Nothing in Malbork Castle is in English. I understand I’m in Poland, but this is one of their biggest tourist sites and such places usually have information in multiple languages [so far this is the only place I’ve been to in Poland that lacked English language information]. There were no maps of the site, so no way to figure out where to go next. Nothing to indicate which stairs you can go up and which you can’t, aside from the person who shouts at you in Polish when you try to go up or down the wrong ones. All in all, the whole experience was an exercise in frustration.
Actually, I did see something in English – a request for donations to help with the restoration of one of the churches in there. I figured I’d paid a ridiculous amount for the ticket, and wasn’t going to pay anything else voluntarily – especially when the only time they translate something into English is a request for cash.

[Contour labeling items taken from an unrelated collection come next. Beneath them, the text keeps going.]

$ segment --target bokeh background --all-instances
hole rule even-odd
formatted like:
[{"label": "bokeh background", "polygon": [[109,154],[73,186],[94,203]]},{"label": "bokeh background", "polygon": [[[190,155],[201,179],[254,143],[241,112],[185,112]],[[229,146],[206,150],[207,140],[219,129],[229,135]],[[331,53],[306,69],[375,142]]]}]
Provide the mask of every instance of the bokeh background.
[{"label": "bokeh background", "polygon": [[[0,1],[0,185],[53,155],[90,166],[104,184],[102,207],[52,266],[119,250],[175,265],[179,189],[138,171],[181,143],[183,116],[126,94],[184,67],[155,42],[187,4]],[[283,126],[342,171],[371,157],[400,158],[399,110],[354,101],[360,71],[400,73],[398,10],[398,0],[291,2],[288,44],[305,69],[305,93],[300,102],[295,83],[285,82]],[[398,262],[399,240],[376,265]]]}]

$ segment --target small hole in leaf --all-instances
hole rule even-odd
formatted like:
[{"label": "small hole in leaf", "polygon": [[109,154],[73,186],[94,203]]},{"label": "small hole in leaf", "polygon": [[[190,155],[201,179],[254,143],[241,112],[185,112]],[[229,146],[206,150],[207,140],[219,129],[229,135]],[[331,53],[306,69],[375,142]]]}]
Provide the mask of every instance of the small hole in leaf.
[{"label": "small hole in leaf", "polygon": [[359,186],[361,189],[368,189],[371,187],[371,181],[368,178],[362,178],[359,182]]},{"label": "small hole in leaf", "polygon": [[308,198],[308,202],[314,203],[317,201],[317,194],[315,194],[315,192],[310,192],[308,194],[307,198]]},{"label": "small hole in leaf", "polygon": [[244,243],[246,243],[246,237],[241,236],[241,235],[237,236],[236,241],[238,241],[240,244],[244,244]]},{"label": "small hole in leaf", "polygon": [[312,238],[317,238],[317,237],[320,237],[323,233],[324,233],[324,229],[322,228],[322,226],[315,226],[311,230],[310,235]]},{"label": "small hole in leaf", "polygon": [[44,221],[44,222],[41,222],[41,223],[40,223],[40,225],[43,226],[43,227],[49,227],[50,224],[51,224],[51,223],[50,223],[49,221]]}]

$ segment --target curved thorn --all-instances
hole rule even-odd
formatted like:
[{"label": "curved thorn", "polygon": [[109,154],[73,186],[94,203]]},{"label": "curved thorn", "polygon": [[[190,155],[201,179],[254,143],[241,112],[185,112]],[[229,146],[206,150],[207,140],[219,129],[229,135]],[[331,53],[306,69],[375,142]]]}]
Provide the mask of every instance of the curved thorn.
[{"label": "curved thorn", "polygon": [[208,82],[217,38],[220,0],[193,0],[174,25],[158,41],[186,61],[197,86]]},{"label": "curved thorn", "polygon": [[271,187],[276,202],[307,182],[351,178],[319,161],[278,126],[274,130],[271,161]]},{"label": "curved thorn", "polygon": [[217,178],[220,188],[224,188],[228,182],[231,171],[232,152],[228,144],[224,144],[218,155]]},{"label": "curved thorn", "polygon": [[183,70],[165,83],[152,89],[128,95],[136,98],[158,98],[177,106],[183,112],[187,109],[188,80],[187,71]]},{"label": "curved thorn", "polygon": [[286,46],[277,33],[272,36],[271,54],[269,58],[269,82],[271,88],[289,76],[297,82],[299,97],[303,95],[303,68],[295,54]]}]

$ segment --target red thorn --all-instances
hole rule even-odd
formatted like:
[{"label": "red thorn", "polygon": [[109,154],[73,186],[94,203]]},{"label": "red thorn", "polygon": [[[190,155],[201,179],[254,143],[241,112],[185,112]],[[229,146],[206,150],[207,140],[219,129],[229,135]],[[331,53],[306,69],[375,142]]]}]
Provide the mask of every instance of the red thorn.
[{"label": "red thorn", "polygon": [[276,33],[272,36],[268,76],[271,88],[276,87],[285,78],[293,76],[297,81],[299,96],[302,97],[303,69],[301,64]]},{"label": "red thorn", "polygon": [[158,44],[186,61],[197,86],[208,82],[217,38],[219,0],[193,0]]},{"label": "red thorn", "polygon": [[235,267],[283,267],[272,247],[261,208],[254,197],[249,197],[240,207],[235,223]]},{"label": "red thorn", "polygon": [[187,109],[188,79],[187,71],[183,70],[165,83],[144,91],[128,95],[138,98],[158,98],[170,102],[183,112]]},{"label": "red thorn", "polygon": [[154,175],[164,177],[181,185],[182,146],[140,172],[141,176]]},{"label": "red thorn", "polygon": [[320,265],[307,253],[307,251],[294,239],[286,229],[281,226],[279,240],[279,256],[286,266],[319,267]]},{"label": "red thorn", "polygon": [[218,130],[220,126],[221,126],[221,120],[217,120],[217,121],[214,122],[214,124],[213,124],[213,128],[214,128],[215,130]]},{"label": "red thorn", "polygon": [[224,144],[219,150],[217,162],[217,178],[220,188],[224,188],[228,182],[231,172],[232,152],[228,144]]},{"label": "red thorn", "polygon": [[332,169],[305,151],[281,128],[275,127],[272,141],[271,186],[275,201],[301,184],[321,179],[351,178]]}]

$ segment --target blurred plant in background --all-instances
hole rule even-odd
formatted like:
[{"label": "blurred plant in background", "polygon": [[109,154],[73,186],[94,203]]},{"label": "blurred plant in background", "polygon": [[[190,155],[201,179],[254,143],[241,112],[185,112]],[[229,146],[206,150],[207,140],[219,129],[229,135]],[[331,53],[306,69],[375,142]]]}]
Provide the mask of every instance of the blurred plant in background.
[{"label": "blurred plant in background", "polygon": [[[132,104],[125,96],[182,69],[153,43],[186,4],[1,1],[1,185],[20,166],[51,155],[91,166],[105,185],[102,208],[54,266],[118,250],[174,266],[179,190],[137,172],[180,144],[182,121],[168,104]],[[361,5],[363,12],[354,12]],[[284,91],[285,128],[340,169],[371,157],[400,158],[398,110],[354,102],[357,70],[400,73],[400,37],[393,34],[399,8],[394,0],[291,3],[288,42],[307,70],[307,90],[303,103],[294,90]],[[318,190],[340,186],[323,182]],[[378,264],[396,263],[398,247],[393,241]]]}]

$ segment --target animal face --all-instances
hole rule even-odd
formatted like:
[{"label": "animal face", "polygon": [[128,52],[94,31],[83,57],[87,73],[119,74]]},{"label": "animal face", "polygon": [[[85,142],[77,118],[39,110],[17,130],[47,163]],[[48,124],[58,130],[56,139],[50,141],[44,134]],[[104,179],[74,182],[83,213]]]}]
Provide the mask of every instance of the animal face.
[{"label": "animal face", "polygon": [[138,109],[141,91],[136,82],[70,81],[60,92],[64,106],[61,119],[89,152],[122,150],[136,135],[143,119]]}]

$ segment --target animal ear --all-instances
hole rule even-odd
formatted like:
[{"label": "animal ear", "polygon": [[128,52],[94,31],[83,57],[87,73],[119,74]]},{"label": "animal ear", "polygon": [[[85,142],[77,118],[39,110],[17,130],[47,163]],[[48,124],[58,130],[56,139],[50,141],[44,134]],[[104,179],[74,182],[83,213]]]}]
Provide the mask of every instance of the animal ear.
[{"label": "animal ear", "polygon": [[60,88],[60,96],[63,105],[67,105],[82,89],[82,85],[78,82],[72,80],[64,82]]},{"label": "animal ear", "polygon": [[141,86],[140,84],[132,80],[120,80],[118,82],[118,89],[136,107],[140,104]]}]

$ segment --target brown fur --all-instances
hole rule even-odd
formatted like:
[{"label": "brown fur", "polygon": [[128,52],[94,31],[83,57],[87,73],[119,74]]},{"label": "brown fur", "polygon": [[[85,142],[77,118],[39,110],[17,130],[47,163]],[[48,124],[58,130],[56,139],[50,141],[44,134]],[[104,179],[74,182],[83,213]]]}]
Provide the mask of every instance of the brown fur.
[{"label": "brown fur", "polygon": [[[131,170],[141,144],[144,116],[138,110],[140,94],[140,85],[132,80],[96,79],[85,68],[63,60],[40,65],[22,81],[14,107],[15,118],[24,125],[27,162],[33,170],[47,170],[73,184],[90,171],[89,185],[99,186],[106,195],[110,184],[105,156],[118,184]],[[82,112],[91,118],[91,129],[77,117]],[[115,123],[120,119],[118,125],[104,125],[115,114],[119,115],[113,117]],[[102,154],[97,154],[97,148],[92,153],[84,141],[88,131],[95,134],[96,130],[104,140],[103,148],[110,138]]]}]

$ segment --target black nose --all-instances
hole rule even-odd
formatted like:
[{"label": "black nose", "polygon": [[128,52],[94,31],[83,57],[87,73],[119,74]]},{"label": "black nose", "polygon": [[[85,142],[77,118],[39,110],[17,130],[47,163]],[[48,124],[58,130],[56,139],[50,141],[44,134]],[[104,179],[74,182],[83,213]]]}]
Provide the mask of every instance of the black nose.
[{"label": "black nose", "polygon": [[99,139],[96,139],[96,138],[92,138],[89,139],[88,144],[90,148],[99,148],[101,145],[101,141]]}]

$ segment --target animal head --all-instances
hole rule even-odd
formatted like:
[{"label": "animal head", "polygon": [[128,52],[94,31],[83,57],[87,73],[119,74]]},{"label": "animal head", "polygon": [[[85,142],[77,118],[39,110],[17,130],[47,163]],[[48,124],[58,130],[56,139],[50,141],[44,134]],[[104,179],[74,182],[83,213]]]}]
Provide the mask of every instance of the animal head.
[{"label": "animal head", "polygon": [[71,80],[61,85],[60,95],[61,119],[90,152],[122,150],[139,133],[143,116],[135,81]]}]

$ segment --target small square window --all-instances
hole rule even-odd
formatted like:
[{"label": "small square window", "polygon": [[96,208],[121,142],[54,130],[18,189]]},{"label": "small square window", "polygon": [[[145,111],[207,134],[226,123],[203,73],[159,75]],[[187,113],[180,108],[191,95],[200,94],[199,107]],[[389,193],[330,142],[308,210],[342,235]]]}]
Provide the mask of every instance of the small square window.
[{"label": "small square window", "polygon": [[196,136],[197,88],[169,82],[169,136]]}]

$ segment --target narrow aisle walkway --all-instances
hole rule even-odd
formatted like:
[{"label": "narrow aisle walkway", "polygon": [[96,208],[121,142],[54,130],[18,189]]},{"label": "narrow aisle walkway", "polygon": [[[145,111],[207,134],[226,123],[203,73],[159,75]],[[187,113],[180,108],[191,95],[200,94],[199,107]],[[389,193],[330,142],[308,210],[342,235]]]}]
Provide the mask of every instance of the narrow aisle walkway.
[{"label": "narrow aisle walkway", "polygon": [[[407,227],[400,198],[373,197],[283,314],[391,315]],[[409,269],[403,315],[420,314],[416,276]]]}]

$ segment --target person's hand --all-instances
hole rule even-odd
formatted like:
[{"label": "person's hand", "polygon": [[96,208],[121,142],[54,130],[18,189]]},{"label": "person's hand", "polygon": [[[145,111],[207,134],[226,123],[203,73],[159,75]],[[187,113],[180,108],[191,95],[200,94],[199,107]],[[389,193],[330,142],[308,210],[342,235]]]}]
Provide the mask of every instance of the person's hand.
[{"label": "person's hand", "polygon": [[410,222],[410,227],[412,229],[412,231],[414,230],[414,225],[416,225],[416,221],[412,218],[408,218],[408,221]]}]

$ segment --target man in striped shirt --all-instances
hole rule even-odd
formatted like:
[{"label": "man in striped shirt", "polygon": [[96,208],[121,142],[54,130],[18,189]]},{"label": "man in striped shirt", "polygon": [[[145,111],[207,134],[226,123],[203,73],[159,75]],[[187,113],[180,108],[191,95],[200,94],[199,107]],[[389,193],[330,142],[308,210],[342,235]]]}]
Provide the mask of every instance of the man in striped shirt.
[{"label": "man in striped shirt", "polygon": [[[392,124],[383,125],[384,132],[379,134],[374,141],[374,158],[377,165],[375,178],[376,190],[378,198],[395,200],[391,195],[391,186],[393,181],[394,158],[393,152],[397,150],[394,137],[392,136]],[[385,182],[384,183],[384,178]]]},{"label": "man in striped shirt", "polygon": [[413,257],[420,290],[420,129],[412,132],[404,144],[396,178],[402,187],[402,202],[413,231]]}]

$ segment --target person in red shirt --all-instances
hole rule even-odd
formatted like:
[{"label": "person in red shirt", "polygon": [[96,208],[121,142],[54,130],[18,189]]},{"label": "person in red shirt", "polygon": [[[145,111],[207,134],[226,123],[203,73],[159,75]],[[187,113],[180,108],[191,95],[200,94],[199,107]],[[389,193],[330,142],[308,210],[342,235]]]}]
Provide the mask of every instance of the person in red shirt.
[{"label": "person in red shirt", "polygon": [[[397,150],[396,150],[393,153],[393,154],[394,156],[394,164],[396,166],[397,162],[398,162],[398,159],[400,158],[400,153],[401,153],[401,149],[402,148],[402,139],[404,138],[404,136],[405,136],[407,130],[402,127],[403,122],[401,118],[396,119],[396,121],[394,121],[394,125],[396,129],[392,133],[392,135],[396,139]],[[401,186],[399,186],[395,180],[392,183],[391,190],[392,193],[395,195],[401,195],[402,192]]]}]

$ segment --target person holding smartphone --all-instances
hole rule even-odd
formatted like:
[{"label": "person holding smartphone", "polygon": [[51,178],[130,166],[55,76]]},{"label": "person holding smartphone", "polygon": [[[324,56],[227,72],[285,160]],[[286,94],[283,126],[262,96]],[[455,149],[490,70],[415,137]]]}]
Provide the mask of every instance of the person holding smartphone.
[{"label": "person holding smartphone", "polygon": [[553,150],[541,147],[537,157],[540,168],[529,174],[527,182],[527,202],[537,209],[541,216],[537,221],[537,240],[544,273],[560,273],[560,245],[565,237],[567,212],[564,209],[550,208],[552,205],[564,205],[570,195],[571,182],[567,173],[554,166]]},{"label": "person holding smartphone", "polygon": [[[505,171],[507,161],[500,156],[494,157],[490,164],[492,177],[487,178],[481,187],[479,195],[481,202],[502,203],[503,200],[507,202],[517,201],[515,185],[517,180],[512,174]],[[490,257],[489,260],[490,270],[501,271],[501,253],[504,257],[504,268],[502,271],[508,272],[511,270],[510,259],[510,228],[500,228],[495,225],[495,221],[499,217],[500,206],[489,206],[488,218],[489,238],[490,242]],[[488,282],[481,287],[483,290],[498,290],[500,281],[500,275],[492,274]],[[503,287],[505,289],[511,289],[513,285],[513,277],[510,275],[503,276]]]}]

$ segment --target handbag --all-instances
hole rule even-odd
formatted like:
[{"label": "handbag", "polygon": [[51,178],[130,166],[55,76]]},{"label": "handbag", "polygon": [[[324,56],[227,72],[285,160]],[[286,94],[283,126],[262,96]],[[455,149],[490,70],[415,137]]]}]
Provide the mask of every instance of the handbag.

The whole place is a museum, and in all honesty I found it boring. I’m basically tired of castles, and while this one was significantly more impressive than any I saw in Lithuania, with the number of people there it wasn’t enough to actually get me excited about the place. The museums were cold and lifeless [some people may believe that this is part of the definition of a museum, but I disagree], lacking in information and really lacking in interest. They were dull and sterile. There was a fair bit of detail in Polish, but if you were with a group you wouldn’t have time to look at it anyway as you’re rushed from place to place, glancing only briefly at any artefacts.
When it comes down to it, there was some nice architecture, some nice enough gardens, a few interesting things and too many tourists. If I’d been able to get an audioguide, or if information in the museums was in English, or there had been some kind of maps showing where to go, or I had the place to myself I might have had a better time there. As it was, I personally wouldn’t recommend visiting – I found it a waste of time, money, and goodwill to my fellow man.
The best part of the day was the trains, and catching up on some reading. It probably didn’t help that I was sick.